The Internet’s abuzz with tales of renewable energy projects for Alaska and Japan, how EVs are selling slowly in Europe, and a crowd-sourcing database for studying climate change.

alaska wind power

image via Intelligent Energy Systems

1. “Citizens Contribute Over 1 Million Observations to National Nature Database” – Treehugger – The U.S. National Phenology Network (phenology is the study of plant and animal cycles based on changes in climate) has compiled over 1 million citizen observations into its database, which is used by scientists and researchers studying climate change and its effects on plant and animal life. Crowdsourcing like this gives researchers, as well as lay people, a broader vision of what’s happening to the planet.

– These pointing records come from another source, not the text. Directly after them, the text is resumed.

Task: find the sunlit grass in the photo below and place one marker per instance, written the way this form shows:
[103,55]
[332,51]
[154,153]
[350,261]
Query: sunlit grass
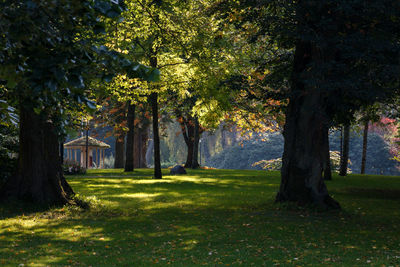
[207,217]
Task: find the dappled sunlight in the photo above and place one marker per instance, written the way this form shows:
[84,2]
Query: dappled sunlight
[139,195]
[205,217]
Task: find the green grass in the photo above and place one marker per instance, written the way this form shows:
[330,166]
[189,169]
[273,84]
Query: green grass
[208,217]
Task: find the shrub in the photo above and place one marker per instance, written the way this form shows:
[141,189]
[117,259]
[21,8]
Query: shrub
[8,152]
[271,165]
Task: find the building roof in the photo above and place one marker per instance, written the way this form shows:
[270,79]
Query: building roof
[81,142]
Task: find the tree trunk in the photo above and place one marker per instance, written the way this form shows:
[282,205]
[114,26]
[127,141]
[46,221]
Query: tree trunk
[327,164]
[189,156]
[365,143]
[156,137]
[40,177]
[196,138]
[344,159]
[304,133]
[130,139]
[119,151]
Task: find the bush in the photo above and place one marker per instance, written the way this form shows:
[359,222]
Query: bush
[276,164]
[71,167]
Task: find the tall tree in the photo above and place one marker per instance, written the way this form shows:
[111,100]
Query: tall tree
[364,150]
[129,156]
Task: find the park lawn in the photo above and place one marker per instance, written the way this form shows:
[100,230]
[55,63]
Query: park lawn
[208,217]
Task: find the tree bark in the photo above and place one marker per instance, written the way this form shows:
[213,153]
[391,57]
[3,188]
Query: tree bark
[344,159]
[156,137]
[187,128]
[327,164]
[305,129]
[119,151]
[365,143]
[130,139]
[40,177]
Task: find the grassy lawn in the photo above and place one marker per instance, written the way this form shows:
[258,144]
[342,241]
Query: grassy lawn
[208,217]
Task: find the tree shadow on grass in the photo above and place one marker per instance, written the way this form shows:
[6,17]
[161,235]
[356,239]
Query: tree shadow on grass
[372,193]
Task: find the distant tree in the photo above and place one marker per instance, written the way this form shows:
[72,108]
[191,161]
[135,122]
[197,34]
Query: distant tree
[329,59]
[50,50]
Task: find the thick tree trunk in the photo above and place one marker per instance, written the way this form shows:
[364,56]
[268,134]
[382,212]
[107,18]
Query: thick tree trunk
[305,129]
[365,143]
[119,151]
[327,164]
[156,137]
[40,177]
[130,139]
[196,138]
[141,138]
[344,159]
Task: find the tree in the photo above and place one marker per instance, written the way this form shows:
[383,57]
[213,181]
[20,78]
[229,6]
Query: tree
[328,58]
[344,155]
[49,54]
[130,138]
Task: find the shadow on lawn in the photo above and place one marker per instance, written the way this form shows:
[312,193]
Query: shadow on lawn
[389,194]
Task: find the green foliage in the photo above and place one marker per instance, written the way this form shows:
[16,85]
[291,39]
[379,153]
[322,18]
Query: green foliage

2. “Crisis-Hit Japan Mulls Switch to Renewable Energy” – Nuclear power once supplied a third of Japan‘s energy, but not anymore as the last of the reactors was shutdown last Saturday. This means that even less electricity is available just as temperatures, and demand, begins to rise. To combat the shortage, Japan has increased oil- and gas-sourced electricity, which has resulted in a deficit. Many people are now looking to renewables as a more sustainable alternative, but there are obstacles to switching to green power, and renewable energy projects remain few and far between.

3. “Living the Life Electric with the Zero DS” – Wired – A review of the Zero DS, the fastest and longest-range electric motorcycle on the market. It’s zippy and the controls are intuitive, but the Zero’s range is only about 60 miles, a full charge requires five hours (even with a quick charger) and it apparently comes with pretty bad tires. At $14,000, it might be fun, but don’t expect it to be your primary vehicle. For now, it looks like electric motorcycles still have some evolving to do.

4. “Ultra-Green Europe Slow to Buy Electric Vehicles” – Mother Nature Network – While public transit and cargo bikes–human-powered bicycles designed to carry freight–are popular in Europe, it seems that EVs have yet to really catch on, despite the installation of charging stations and vehicle ownership tax exemptions. Electric vehicles are projected to remain relatively experimental in Europe for the remainder of the decade, not becoming truly popular until after 2020, say experts.

5. “Wind Power Fuels Alaska Push for Rural Renewable Energy Sources” – Alaska Dispatch – Three villages in southwestern Alaska recently acquired hand-me-down wind turbines from California in order to combat high power costs which can wipe out two-thirds of residents’ incomes. In addition to wind power, residents of the three villages–about 1,200 people in total–will  be able to monitor their electricity use from their home computers. Since the 2008 oil price spike, $175 million has been invested in studying renewable energy projects in Alaska.